Hitachi

Job Management Partner 1 Version 10 Job Management Partner 1/Integrated Management - Manager Configuration Guide


6.3.4 Registering into the cluster software (for UNIX)

To apply cluster operation to JP1/IM - Manager, you must register JP1/IM - Manager and JP1/Base on the logical host into the cluster software, and then set them to be started and terminated by the cluster software.

Start services in the order of resources, JP1/Base, and JP1/IM - Manager.

Organization of this subsection

(1) Creating a script to be registered into the cluster software

When you use UNIX cluster software, you normally use a method such as a script to create a tool to control applications, and then register the script into the cluster software. In general, such a script must provide the start, stop, operation monitoring, and forced termination functions.

This subsection describes the JP1/IM - Manager information that is needed to design a script. You use this information to create a script that controls JP1/IM - Manager according to the cluster software specifications, and then you register the script into the cluster software.

Table 6‒14: Detailed information for script design in cluster registration

Function to be registered

Description

Start

Starts JP1/IM - Manager.

  • Command to be used

    jco_start.cluster logical-host-name

  • Start command termination timing

    The start command waits for JP1/IM - Manager to start before it terminates itself. However if the startup processing is not completed within the timeout period (60 seconds is the default) due to some problem, the command terminates without completing the startup processing. In such a case, the command terminates with the startup processing still underway (the command does not cancel the startup processing).

  • Check the start command result

    The script should determine the result of starting JP1/IM - Manager by the operation monitoring method described below. Normally, the result is determined by the cluster software's operation monitoring. The return value of the start command is 0 (normal termination) or 1 (argument error). Therefore, the result cannot be determined from the return value.

Stop

Terminates JP1/IM - Manager.

  • Command to be used

    jco_stop.cluster logical-host-name

  • Stop command termination timing

    The stop command waits for JP1/IM - Manager to terminate before it terminates itself. However if the stop processing is not completed within the timeout period (60 seconds is the default) due to some problem, the command terminates without completing the stop processing. In such a case, the command terminates with the stop processing still underway (the command does not cancel the stop processing).

  • Check the stop command result

    The script should determine the result of terminating JP1/IM - Manager by the operation monitoring method described below. The return value of the stop command is 0 (normal termination) or 1 (argument error). Therefore, the result cannot be determined from the return value.

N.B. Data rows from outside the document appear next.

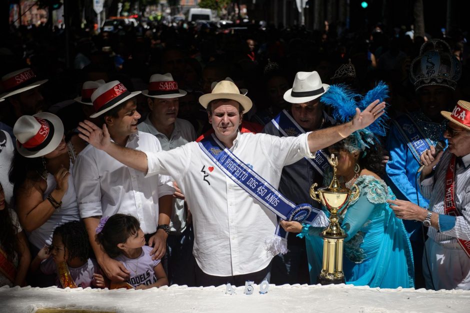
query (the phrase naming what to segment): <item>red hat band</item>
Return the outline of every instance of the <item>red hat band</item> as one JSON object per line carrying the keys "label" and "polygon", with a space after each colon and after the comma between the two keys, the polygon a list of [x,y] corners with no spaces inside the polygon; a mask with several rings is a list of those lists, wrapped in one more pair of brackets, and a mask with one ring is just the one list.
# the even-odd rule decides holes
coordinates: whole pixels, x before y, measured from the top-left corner
{"label": "red hat band", "polygon": [[36,75],[34,74],[32,70],[26,68],[25,70],[5,80],[2,82],[2,84],[6,90],[12,90],[26,84],[26,82],[36,77]]}
{"label": "red hat band", "polygon": [[124,85],[120,83],[96,97],[93,102],[93,106],[96,112],[102,110],[130,94]]}
{"label": "red hat band", "polygon": [[458,102],[452,111],[450,118],[459,123],[470,127],[470,110],[464,108]]}
{"label": "red hat band", "polygon": [[148,84],[150,96],[160,96],[178,93],[178,83],[174,80],[168,82],[152,82]]}

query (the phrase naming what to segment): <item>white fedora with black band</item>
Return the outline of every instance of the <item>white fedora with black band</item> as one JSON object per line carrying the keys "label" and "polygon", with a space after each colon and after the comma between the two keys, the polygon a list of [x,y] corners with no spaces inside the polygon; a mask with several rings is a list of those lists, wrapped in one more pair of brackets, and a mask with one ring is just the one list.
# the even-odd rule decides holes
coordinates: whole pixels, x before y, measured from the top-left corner
{"label": "white fedora with black band", "polygon": [[30,68],[12,72],[2,78],[2,91],[4,92],[0,94],[0,98],[20,94],[40,86],[47,81],[48,80],[38,80],[36,74]]}
{"label": "white fedora with black band", "polygon": [[199,97],[199,103],[204,108],[207,108],[210,102],[217,99],[230,99],[236,101],[243,108],[244,112],[249,111],[253,106],[250,98],[240,94],[236,85],[230,80],[221,80],[218,82],[212,92]]}
{"label": "white fedora with black band", "polygon": [[326,92],[330,85],[322,84],[316,71],[300,72],[296,74],[292,88],[284,94],[284,100],[290,103],[306,103]]}
{"label": "white fedora with black band", "polygon": [[173,80],[170,73],[154,74],[150,78],[148,89],[142,92],[142,94],[152,98],[170,99],[186,96],[187,92],[178,89],[178,83]]}
{"label": "white fedora with black band", "polygon": [[75,98],[74,100],[84,104],[92,106],[92,94],[94,92],[94,90],[98,88],[98,87],[105,84],[106,82],[103,80],[85,82],[83,83],[83,86],[82,87],[82,96]]}
{"label": "white fedora with black band", "polygon": [[140,93],[140,92],[129,92],[119,80],[106,82],[98,87],[92,94],[92,102],[96,112],[90,117],[98,118]]}
{"label": "white fedora with black band", "polygon": [[24,115],[14,124],[16,150],[26,158],[42,156],[54,151],[62,141],[64,124],[52,113]]}

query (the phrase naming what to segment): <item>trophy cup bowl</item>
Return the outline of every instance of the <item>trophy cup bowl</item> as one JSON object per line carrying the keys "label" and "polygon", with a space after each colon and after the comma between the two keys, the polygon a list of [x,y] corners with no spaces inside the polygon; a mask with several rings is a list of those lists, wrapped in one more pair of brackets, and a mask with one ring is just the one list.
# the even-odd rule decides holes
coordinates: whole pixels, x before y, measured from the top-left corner
{"label": "trophy cup bowl", "polygon": [[310,196],[321,203],[330,213],[330,224],[322,232],[323,238],[323,263],[318,282],[321,284],[342,284],[345,282],[342,272],[343,244],[346,234],[338,222],[338,216],[348,207],[349,202],[359,196],[358,186],[353,185],[353,192],[342,187],[336,176],[338,159],[334,154],[328,159],[333,167],[333,178],[330,186],[315,190],[318,184],[310,188]]}

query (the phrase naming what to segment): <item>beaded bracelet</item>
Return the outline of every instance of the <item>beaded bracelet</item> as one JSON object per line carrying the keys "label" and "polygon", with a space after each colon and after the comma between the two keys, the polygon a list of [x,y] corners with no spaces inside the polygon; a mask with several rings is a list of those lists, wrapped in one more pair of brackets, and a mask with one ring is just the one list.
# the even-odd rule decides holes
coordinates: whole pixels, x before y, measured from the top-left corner
{"label": "beaded bracelet", "polygon": [[50,202],[50,204],[52,204],[52,206],[54,207],[54,208],[58,208],[62,205],[62,202],[57,202],[57,200],[52,196],[52,192],[49,194],[47,198],[48,200],[49,200],[49,202]]}

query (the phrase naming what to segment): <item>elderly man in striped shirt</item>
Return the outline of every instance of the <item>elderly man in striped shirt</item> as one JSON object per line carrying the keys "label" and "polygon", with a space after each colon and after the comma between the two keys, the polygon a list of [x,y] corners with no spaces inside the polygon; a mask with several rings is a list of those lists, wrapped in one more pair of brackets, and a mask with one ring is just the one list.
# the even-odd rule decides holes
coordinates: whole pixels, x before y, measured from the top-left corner
{"label": "elderly man in striped shirt", "polygon": [[[448,146],[434,146],[421,156],[421,190],[430,210],[408,201],[391,200],[395,214],[429,227],[423,258],[428,288],[470,290],[470,103],[460,100],[444,132]],[[434,167],[435,166],[435,167]]]}

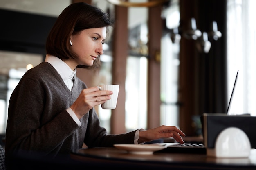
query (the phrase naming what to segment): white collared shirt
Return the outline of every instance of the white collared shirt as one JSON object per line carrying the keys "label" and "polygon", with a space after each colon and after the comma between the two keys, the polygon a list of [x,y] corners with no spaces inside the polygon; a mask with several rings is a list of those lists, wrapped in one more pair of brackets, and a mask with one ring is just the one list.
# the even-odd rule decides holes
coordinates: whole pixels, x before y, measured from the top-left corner
{"label": "white collared shirt", "polygon": [[[67,88],[71,91],[74,83],[76,83],[76,68],[73,71],[65,62],[58,58],[52,55],[46,55],[45,61],[51,64],[57,70]],[[77,124],[79,126],[81,126],[81,122],[71,108],[70,107],[67,108],[67,111]],[[139,132],[140,131],[144,130],[141,129],[136,131],[134,137],[135,144],[138,144],[138,139],[139,137]],[[140,144],[143,144],[145,142],[144,142]]]}
{"label": "white collared shirt", "polygon": [[[72,70],[65,62],[52,55],[46,55],[45,61],[51,64],[57,70],[68,89],[71,91],[74,83],[77,83],[76,68]],[[77,124],[81,126],[81,122],[71,108],[68,108],[67,111]]]}

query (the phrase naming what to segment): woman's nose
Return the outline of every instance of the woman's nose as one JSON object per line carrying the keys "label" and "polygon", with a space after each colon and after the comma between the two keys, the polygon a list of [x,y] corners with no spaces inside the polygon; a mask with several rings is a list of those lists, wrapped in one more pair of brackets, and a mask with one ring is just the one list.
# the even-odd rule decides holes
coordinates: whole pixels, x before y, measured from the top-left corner
{"label": "woman's nose", "polygon": [[104,51],[103,50],[103,45],[101,43],[97,48],[97,53],[99,55],[102,55],[104,53]]}

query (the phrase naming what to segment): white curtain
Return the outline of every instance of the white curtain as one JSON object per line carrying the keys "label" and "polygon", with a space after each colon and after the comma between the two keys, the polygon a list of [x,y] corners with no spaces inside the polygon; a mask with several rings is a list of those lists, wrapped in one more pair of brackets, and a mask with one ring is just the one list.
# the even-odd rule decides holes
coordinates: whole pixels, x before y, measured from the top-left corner
{"label": "white curtain", "polygon": [[227,2],[229,97],[239,70],[230,113],[256,116],[256,1]]}

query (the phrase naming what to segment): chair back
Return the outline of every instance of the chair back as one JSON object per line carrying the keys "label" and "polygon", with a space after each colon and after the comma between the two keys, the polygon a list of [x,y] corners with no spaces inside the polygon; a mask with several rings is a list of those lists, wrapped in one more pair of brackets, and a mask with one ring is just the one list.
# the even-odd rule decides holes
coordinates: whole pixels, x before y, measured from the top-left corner
{"label": "chair back", "polygon": [[5,170],[5,156],[4,155],[4,150],[0,145],[0,170]]}

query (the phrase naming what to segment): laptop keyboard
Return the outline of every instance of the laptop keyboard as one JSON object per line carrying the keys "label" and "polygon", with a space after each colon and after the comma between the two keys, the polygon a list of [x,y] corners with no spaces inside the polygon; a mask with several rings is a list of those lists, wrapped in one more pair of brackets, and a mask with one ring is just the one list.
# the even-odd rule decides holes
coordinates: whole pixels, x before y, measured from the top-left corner
{"label": "laptop keyboard", "polygon": [[189,147],[204,147],[204,144],[201,143],[187,143],[187,144],[180,144],[179,145],[176,145],[176,146],[189,146]]}

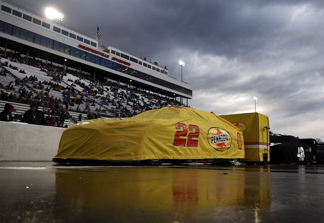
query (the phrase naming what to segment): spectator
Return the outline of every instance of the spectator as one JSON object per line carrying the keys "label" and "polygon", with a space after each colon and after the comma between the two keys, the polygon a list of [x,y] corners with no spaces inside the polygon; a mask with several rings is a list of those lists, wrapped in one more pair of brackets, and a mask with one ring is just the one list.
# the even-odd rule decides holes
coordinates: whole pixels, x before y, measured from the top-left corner
{"label": "spectator", "polygon": [[46,125],[46,120],[43,112],[38,110],[37,105],[33,103],[30,105],[30,109],[24,114],[23,122],[34,125]]}
{"label": "spectator", "polygon": [[0,113],[0,121],[3,122],[11,122],[13,120],[11,113],[15,111],[16,109],[12,104],[7,103],[5,104],[5,109]]}

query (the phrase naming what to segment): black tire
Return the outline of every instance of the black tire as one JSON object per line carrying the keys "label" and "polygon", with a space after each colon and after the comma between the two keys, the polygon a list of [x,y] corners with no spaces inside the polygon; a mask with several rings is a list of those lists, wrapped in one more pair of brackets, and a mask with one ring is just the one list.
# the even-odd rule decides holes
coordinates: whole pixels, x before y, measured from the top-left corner
{"label": "black tire", "polygon": [[236,163],[236,162],[237,162],[237,159],[226,159],[225,160],[224,163],[226,165],[234,166]]}
{"label": "black tire", "polygon": [[157,166],[164,163],[164,160],[145,160],[142,161],[142,164],[145,166]]}

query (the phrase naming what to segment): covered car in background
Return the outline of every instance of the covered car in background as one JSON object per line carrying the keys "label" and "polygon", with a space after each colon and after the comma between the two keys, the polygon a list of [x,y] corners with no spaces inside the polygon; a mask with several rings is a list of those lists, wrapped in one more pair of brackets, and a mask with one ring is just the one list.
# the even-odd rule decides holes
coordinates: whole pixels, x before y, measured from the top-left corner
{"label": "covered car in background", "polygon": [[313,138],[301,138],[300,140],[311,148],[313,161],[318,163],[324,163],[324,142],[317,141]]}
{"label": "covered car in background", "polygon": [[213,113],[165,107],[132,118],[86,120],[63,132],[60,163],[77,161],[236,159],[245,157],[243,134]]}
{"label": "covered car in background", "polygon": [[311,163],[313,155],[311,147],[298,138],[291,135],[270,136],[270,163]]}

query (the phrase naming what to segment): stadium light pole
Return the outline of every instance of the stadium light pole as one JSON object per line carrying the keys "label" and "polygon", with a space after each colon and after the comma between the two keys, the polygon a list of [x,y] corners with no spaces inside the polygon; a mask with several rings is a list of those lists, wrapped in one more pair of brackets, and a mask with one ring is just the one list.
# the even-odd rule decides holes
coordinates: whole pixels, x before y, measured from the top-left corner
{"label": "stadium light pole", "polygon": [[186,64],[182,60],[179,60],[179,64],[180,65],[180,66],[181,67],[181,81],[182,81],[182,67],[185,66],[186,65]]}
{"label": "stadium light pole", "polygon": [[132,80],[130,80],[130,97],[131,97],[131,84],[132,84]]}
{"label": "stadium light pole", "polygon": [[66,62],[66,59],[64,59],[64,65],[63,66],[63,71],[65,72],[65,62]]}
{"label": "stadium light pole", "polygon": [[[182,82],[182,67],[185,66],[186,64],[182,60],[179,61],[179,64],[180,65],[181,67],[181,82]],[[181,106],[182,106],[182,97],[180,96],[180,103],[181,103]]]}
{"label": "stadium light pole", "polygon": [[257,100],[258,100],[258,98],[254,96],[253,100],[254,100],[254,110],[256,113],[257,112]]}

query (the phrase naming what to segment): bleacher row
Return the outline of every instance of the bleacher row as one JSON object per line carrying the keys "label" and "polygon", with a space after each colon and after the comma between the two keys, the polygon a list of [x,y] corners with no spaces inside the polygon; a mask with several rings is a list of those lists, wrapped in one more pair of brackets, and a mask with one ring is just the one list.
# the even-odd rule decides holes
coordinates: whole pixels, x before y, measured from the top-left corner
{"label": "bleacher row", "polygon": [[[2,64],[4,64],[5,63],[8,64],[8,66],[4,67],[9,72],[7,72],[6,76],[0,76],[0,83],[2,84],[4,86],[9,85],[11,82],[15,82],[16,79],[14,78],[14,76],[21,80],[23,80],[26,77],[29,78],[30,76],[33,76],[37,78],[37,81],[58,84],[64,88],[73,86],[73,87],[77,91],[82,91],[84,89],[80,86],[75,84],[75,81],[76,80],[79,80],[79,78],[71,73],[66,73],[65,75],[63,76],[62,81],[59,83],[57,83],[53,80],[52,77],[48,76],[46,72],[41,71],[39,67],[36,67],[24,63],[21,63],[11,58],[6,59],[1,58],[0,61]],[[11,65],[11,68],[9,67],[9,65]],[[15,68],[17,69],[14,69],[13,68],[14,67],[15,67]],[[20,70],[23,70],[24,73],[19,72]],[[84,83],[86,85],[90,85],[92,83],[91,81],[87,79],[82,79],[81,82]],[[93,83],[92,83],[92,84],[93,84]],[[89,118],[88,115],[89,112],[92,114],[98,114],[99,116],[103,118],[118,117],[118,112],[119,112],[119,116],[120,116],[119,108],[118,108],[115,105],[113,105],[111,103],[109,103],[108,104],[107,104],[107,103],[102,104],[104,99],[106,101],[108,99],[110,101],[114,100],[115,102],[117,101],[117,103],[120,104],[123,107],[127,108],[127,109],[130,111],[130,113],[133,115],[142,112],[142,110],[135,110],[134,109],[132,106],[134,103],[136,103],[137,104],[139,104],[141,106],[143,106],[144,103],[146,106],[148,105],[146,107],[146,109],[155,109],[160,107],[158,100],[152,98],[152,97],[146,97],[145,94],[139,93],[138,92],[135,93],[135,94],[136,96],[136,98],[135,99],[135,101],[130,102],[128,100],[128,98],[125,98],[125,95],[130,95],[131,92],[129,90],[121,87],[118,88],[117,91],[113,91],[112,90],[113,87],[111,86],[103,85],[100,83],[97,84],[97,86],[94,85],[94,87],[95,88],[98,87],[103,89],[103,93],[102,94],[97,94],[96,95],[89,95],[87,98],[90,101],[93,101],[94,100],[96,101],[96,103],[93,104],[83,103],[80,104],[74,104],[74,105],[69,105],[69,106],[68,106],[68,111],[71,117],[71,119],[69,120],[65,120],[64,125],[67,125],[67,126],[69,126],[73,123],[76,122],[78,119],[78,116],[80,113],[82,114],[83,120],[87,119]],[[18,89],[20,86],[15,86],[15,85],[12,85],[14,88],[14,90],[5,89],[0,89],[0,90],[5,91],[8,94],[12,94],[16,97],[19,97],[20,93],[18,92]],[[50,86],[44,86],[45,88],[49,87]],[[42,90],[43,92],[45,92],[44,90],[38,89],[33,87],[32,84],[30,83],[27,83],[25,87],[27,91],[32,91],[33,94],[35,94],[35,95],[37,95],[39,92]],[[48,91],[48,96],[53,97],[54,98],[63,101],[63,95],[62,91],[58,91],[53,88],[50,89]],[[159,102],[161,104],[164,104],[165,105],[172,105],[168,104],[166,101],[160,100]],[[8,102],[8,101],[0,100],[0,109],[1,109],[1,110],[3,110],[4,105],[7,102]],[[10,103],[12,103],[17,109],[16,112],[13,113],[13,115],[16,114],[23,115],[24,112],[29,108],[29,104],[12,102]],[[78,106],[78,108],[77,109]],[[39,107],[39,109],[43,109],[43,110],[46,112],[47,109],[46,107],[47,107],[47,106],[44,105],[44,107]],[[78,112],[76,112],[77,109],[78,110]]]}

We recommend that you execute the forced termination command described below after the stop command has terminated. This enables you to terminate the process and prevent a failover error even in the event of a problem.

JP1/IM - Manager operation monitoring#1

Monitors normal operation of JP1/IM - Manager.

  • Command to be used

    jco_spmd_status -h logical-host-name

To determine whether JP1/IM - Manager is running normally, check the return value of the jco_spmd_status command. This command determines the status from the operating status of each process.

Some cluster software does not provide the operation monitoring function. If there is no need to perform failover in the event of a JP1/IM - Manager failure, do not register this function.

  • Check the operation monitoring result

    The following explains how to interpret the return value:

    Return value = 0 (all running):

    JP1/IM - Manager is running normally.

    Return value = 1 (error):

    An unrecoverable error occurred. Treat this as a failure.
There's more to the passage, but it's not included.